On the morning of January 12th, 2010, my dad dropped my brother and I off at our school located in Petion Ville, Haiti. One would think that we were safe in an environment where adults were responsible for our safety but many kids had been kidnapped as a result of their harmless decision to simply go outside and play soccer or buy some water. As usual the school day went at what seemed like an excruciatingly slow pace and I could not wait to get home, the only place where I felt the slightest comfort of safety. Once our last class ended, the students rushed out of the school in a sight comparable to that of a bison herd running wild in the plains. Upon making it out of the school, our dad quickly drove us home as the busy streets were not safe for anyone, never mind children. After finally reaching home, I hoped that my mom would be there waiting to surprise us by maybe jumping out of our closet or maybe hiding under a bed! She was not there. After about an hour consisting of my brothers and I playing soccer in the backyard, we began to study the material we would need for the next day of school. Once my father was sure that our oft wandering minds were focused on the task at hand, he left us and begin his usual afternoon activities. Everything, and I mean everything, was fine until it happened. I heard a strange noise similar to that of a car’s engine starting. I thought my dad was probably going somewhere but I was quickly proved wrong as the ground began to shake under me. My brother and I instantly began to scream as small pieces of concrete started falling around us. Through all the commotion we could hear our dad’s voice telling others to run out and get to safety. After what seemed like an eternity, my brother and I finally made it outside the house and the rest is truly history.

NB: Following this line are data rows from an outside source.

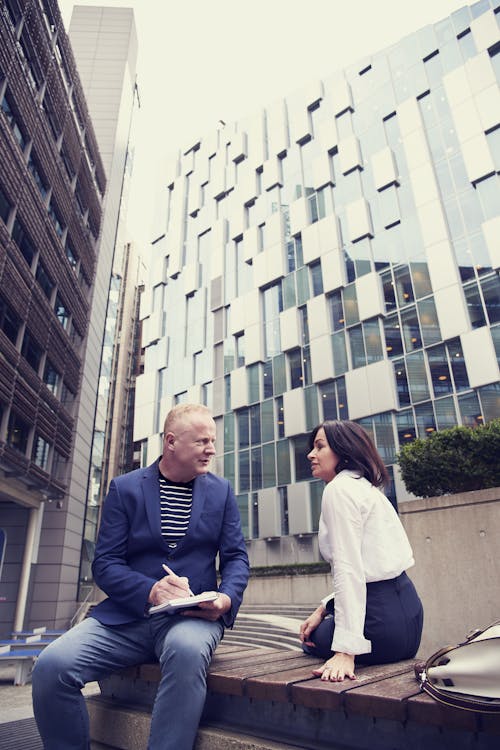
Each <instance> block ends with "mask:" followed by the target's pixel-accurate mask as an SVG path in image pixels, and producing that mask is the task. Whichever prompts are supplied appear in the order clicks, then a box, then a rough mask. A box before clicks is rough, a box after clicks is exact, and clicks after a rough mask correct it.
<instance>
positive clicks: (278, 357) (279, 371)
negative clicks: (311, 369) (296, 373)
mask: <svg viewBox="0 0 500 750" xmlns="http://www.w3.org/2000/svg"><path fill="white" fill-rule="evenodd" d="M273 371H274V393H275V394H276V395H278V394H280V393H284V392H285V391H286V360H285V355H284V354H279V355H278V356H277V357H274V359H273Z"/></svg>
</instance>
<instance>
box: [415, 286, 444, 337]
mask: <svg viewBox="0 0 500 750" xmlns="http://www.w3.org/2000/svg"><path fill="white" fill-rule="evenodd" d="M417 307H418V314H419V316H420V326H421V329H422V336H423V339H424V344H425V345H426V346H429V345H430V344H435V343H436V342H437V341H440V340H441V331H440V329H439V322H438V318H437V313H436V306H435V304H434V300H433V298H432V297H429V298H428V299H424V300H421V301H420V302H417Z"/></svg>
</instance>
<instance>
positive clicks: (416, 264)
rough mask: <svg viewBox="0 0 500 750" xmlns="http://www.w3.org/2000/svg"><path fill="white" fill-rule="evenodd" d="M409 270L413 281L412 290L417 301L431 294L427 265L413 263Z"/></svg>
mask: <svg viewBox="0 0 500 750" xmlns="http://www.w3.org/2000/svg"><path fill="white" fill-rule="evenodd" d="M410 268H411V275H412V279H413V288H414V289H415V295H416V297H417V299H420V298H421V297H425V296H426V295H427V294H431V292H432V287H431V280H430V277H429V269H428V266H427V263H424V262H417V261H415V262H413V263H410Z"/></svg>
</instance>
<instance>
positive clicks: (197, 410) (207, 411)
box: [163, 404, 212, 435]
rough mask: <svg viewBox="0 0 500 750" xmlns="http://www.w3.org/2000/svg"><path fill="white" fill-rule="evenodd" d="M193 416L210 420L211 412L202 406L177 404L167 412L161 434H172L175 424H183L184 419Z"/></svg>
mask: <svg viewBox="0 0 500 750" xmlns="http://www.w3.org/2000/svg"><path fill="white" fill-rule="evenodd" d="M193 414H200V415H201V414H202V415H203V416H205V417H210V419H212V412H211V411H210V409H209V408H208V406H205V405H204V404H177V406H174V407H173V408H172V409H170V411H169V412H168V414H167V416H166V418H165V423H164V425H163V434H164V435H166V434H167V432H172V430H173V427H174V425H175V424H176V423H177V422H184V421H185V420H186V418H189V417H190V416H192V415H193Z"/></svg>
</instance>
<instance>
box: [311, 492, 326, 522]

It goes without saying that my life has drastically changed since that day. Most drastic of the changes is the fact that my brothers and I have left Haiti and have had the pleasure of being raised by an aunt and uncle here in the United States. Unfortunately, I barely get to see my parents, I am in constant fear that they could be gone any second due to the dangerous nature of Haiti, and had to experience being constantly bullied because of the way I spoke which is in direct correlation to where I come from. I have always found it difficult to put my feelings about my experience on January 10th, 2010 on paper and essentially make myself vulnerable to the judgements of others, both good and bad.
This essentially gave me all the resources I needed complete the placement essay. Although I was not aware of who would read this information, I still felt confident that through my story I could spread maybe even a slither of awareness of an immigrant’s struggle to fit in a new environment. Although many do not experience bullying/teasing to such a degree, I was and still am confident that all it takes is ONE story to elicit the very emotion from someone that can change their entire perspective on life itself. 
I believe that finishing this “assignment” prepared me for college writing though in a very limited manner. Not only was the length a pretty good example of what to expect when writing a college paper but the prompt itself was more advanced than what I was used to. More textual evidence/citations, analysis, and a greater focus on structure where just a few literary aspects that I noticed while writing the essay. Furthermore, I view writing as a way to raise awareness about certain issues that I find difficult to speak about. However, some of the things that I need to improve in order to become a better writer include but are certainly not limited to: better focus on a central theme, clearer thoughts, and more efficient use of certain literary devices. I firmly believe that if I correctly apply these literary tools, I will become a more efficient writer. This might take time but with enough practice, it can be done.